Mit Biogas aus Müll Strom für 300.000 Menschen erzeugen

Veröffentlicht am 20. September 2016 unter Brasilien News

Foto: Termoverde Caieiras/Divulgação

Foto: Termoverde Caieiras/Divulgação

In São Paulo ist ein Stromkraftwerk in Betrieb gegangen, dessen Grundlage der Hausmüll ist. Mit einer Potenz von 29,5 MW ist “Termoverde Caieiras“ die größte Biogasanlage Brasiliens. Theoretisch kann mit ihr eine Stadt mit 300.000 Einwohnern versorgt werden. Betrieben wird sie allein mit dem Methangas einer einzigen Müllhalde.

Die Auswirkungen von Methangas auf die Erderwärmung gelten um 20 Mal so hoch, wie die von Kohlendioxid. Auf dem Müllberg bei der Stadt Caieiras ist es bisher deshalb kontrolliert abgefackelt worden.

Statt es weiter abzufackeln, wird es nun über Turbinen in Strom verwandelt. Entstanden ist das gigantisch anmutende Kraftwerk mit Finanzmitteln aus dem Entwicklungsfond für Infrastruktur (REIDI) der brasilianischen Bundesregierung und Steuernachlässen.

Suani Teixeira Coelho vom Energieinstitut der Universität São Paulo (IEE-USP) sieht in der Biogasanlage eine große Zukunft. Würde der gesamte Hausmüll des Bundesstaates São Paulo über Biogasanlagen zu Energie verwandelt, könnten nach ihren Angaben 500 MW Strom erzeugt werden, 17 mal soviel wie mit dem jetzt eröffneten Werk in Caieiras.

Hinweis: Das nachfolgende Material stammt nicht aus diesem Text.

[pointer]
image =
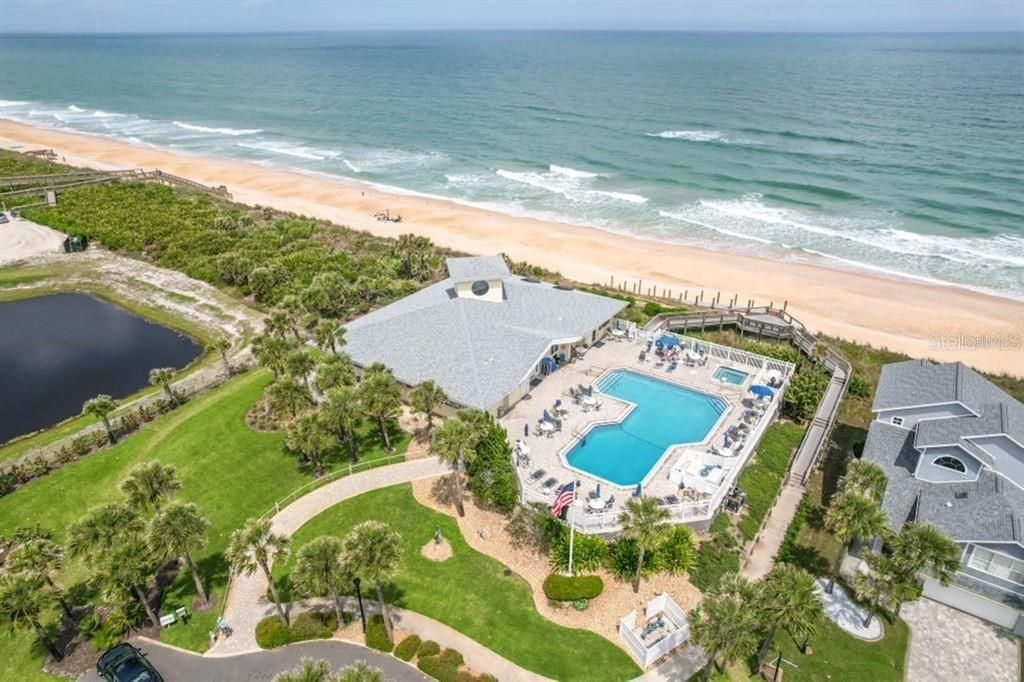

Die Anlagen würden nicht nur eine alternative zu den mit fossilen Brennstoffen betriebenen Kraftwerken darstellen. Ein weiterer Vorteil wäre ihre Dezentralisierung. Durch diese entfallen große Überlandleitungen, wie sie für die Mega-Wasserkraftwerke notwendig sind, deren Strom teilweise über tausende Kilometer hinweg bis zum Endabnehmer geleitet wird.

Gibt es bei diesen ein Problem können schnell Millionen Mensch von einem Blackout betroffen sein. Suani Teixeira Coelho sieht in kleineren und den Müll-Biogasanlagen deshalb eine wichtige Alternative für die Stromversorgung des Landes.

Nicht alle Wissenschaflter sind ihrer Meinung. Carlos Bocuhy, Präsident des Umweltschutzinstitutes Proam, bezeichnet die Strategie als palliativ, weil der Müll das eigentliche Problem ist.

Der dürfte seit diesem Jahr eigentlich nicht mehr auf wilden Müllhalden landen, tut dies aber immer noch, weil viele Munizipe dem Gesetz zur Anlage von geregelten Müllbergen nicht nachgekommen sind. Auch gibt es Vorgaben zur Müllvermeidung.

Nach Meinung von Bocuhy würde mit der Umsetzung des Regierungsplans zur Festmüllentsorgung die Abfallmenge schon im Vorfeld reduziert und auch das Recycling gestärkt. Er fordert zudem ein Umdenken. Ziel sollte es sein, die Entstehung von Methangas von vorneherein zu vermeiden, so Bocuhy.